Des juristes dénoncent la loi Yadan qui pénalise toute critique de la politique israélienne
Alors que la proposition de loi Yadan sur l’antisémitisme a été adoptée mardi à la Commission des lois de l’Assemblée nationale française, des juristes alertent sur les dangers du texte.
Mardi 20 janvier, les députés ont adopté de justesse à la Commission des lois la proposition de loi Yadan visant à lutter contre des “formes renouvelées” d’antisémitisme. Le texte controversé doit désormais être présenté en Assemblée plénière. Il est déjà très critiqué par des juristes.
L’Association des juristes pour le respect du droit international (JURDI) a tiré la sonnette d’alarme, appelant à une réévaluation de cette proposition de loi, afin que la nécessaire lutte contre l’antisémitisme ne se fasse pas au détriment des libertés fondamentales et du débat juridique.
Dans un communiqué rédigé par Françoise Dubuisson, professeure de droit international et membre de son conseil, l’organisation dénonce vigoureusement la proposition de loi, assurant que le texte porte gravement atteinte à la liberté d’expression et menace le libre débat juridique autour du conflit israélo-palestinien.
Une atteinte à la liberté d’expression
Déposée dans le contexte de la recrudescence d’actes antisémites depuis octobre 2023, la proposition de loi prévoit la création de nouveaux délits pénaux. Selon JURDI, ces incriminations, aux contours jugés "larges et flous", risquent de restreindre de manière disproportionnée la possibilité de mener des analyses juridiques, historiques et politiques pourtant protégées par les principes fondamentaux de la liberté d’expression.

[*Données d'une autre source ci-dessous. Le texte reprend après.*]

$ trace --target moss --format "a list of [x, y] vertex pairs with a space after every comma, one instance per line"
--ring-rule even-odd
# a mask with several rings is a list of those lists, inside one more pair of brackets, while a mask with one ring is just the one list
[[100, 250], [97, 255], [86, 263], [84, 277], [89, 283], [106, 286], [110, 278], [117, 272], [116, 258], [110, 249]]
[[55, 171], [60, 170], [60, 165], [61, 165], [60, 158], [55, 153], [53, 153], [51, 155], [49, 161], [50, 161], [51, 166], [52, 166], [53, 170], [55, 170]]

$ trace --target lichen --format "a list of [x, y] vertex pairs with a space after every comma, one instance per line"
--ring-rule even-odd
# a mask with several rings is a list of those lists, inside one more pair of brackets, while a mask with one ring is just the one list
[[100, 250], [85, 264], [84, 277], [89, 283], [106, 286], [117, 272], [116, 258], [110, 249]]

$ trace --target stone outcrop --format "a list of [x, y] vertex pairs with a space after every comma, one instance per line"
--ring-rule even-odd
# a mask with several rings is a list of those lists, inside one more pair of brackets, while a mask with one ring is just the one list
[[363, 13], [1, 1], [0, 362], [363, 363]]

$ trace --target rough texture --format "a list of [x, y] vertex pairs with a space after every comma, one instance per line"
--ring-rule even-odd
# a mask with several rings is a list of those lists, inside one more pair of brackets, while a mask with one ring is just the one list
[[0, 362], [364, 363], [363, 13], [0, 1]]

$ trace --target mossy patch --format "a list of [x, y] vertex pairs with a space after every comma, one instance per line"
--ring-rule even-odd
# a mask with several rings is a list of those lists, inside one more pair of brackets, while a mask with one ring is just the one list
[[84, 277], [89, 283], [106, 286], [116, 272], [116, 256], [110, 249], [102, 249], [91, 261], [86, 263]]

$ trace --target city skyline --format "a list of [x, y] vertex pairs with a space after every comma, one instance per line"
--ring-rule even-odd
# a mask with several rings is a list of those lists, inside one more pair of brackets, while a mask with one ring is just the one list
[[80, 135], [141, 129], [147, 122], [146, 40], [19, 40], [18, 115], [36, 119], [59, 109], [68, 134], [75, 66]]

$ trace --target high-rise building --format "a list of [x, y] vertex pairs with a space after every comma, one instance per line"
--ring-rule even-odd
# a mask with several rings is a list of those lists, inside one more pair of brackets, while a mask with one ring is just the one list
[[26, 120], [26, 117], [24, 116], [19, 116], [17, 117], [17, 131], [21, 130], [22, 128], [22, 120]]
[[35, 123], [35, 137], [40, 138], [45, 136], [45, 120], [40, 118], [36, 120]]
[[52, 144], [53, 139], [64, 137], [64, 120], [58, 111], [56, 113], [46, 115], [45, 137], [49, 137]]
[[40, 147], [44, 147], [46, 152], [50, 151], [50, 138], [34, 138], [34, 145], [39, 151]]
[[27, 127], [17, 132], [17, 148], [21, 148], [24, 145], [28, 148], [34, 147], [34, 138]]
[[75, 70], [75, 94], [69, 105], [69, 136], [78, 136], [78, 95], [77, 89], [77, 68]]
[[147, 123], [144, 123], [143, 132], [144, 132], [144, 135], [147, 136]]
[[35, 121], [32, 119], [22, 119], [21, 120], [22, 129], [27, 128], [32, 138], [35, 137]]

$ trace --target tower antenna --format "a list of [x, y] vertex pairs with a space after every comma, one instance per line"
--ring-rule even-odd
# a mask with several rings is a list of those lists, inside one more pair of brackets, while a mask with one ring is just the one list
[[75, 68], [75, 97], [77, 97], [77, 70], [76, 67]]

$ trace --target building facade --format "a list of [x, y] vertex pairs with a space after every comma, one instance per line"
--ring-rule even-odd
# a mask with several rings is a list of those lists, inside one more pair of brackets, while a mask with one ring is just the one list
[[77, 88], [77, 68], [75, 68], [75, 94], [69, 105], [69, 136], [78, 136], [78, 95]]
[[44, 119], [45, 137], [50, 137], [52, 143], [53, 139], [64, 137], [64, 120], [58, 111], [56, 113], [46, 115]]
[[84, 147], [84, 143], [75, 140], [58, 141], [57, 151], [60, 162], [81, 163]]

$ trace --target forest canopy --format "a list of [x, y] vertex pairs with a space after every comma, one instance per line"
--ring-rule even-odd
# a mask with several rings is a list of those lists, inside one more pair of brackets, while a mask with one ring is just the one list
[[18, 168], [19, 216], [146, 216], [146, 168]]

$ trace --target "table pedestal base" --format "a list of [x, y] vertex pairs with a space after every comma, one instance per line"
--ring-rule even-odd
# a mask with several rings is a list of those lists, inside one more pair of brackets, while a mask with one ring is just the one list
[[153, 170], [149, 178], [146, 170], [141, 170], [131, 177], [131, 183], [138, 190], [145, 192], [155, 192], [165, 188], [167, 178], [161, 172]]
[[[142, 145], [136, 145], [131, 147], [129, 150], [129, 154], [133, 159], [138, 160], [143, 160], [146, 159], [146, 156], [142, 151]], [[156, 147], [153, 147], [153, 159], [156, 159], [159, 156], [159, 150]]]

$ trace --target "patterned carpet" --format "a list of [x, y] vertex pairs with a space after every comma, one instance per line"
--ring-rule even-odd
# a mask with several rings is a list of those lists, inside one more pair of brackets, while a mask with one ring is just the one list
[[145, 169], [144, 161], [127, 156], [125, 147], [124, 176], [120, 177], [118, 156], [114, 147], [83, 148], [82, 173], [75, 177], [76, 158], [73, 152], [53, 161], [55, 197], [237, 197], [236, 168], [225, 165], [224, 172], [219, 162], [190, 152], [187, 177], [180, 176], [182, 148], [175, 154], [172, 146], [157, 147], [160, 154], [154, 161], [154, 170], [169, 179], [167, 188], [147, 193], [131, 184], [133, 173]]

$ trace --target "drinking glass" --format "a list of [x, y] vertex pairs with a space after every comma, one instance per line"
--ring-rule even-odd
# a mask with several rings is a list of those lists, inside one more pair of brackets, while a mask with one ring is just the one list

L’association rappelle notamment la jurisprudence de la Cour européenne des droits de l’homme (CEDH) qui reconnaît le respect du droit international par l’État d’Israël et des droits humains dans les Territoires palestiniens occupés. La Cour estime que les restrictions à la liberté d’expression doivent rester exceptionnelles, limitées aux cas d’appels à la violence, à la haine ou à l’intolérance.
Or, trois dispositions de la proposition de loi Yadan inquiètent particulièrement JURDI. La première concerne l’extension du délit d’apologie du terrorisme à des propos qualifiant certains actes de "légitime résistance" ou à ceux susceptibles de "relativiser" ou de "minorer" des actes terroristes.
Pour l’association, une telle formulation pourrait criminaliser des débats juridiques complexes, notamment ceux relatifs à la définition même du terrorisme, au droit à la légitime défense ou encore à la qualification d’actes commis dans un contexte d’occupation étrangère. Autant de questions controversées en droit international, qui nécessitent, selon JURDI, un espace de discussion libre et protégé.
La deuxième source de préoccupation porte sur la création d’un délit de "provocation à la destruction ou à la négation d’un État". Si l’appel à la destruction violente d’un État est déjà réprimé par le droit existant, l’organisation s’inquiète surtout de la notion inédite et non définie de "négation d’un État". Dans le contexte israélo-palestinien, une telle infraction pourrait, selon l’association, entraver les débats légitimes sur les différentes solutions politiques envisagées qui impliquent nécessairement une réflexion sur la forme et l’existence même des entités étatiques concernées.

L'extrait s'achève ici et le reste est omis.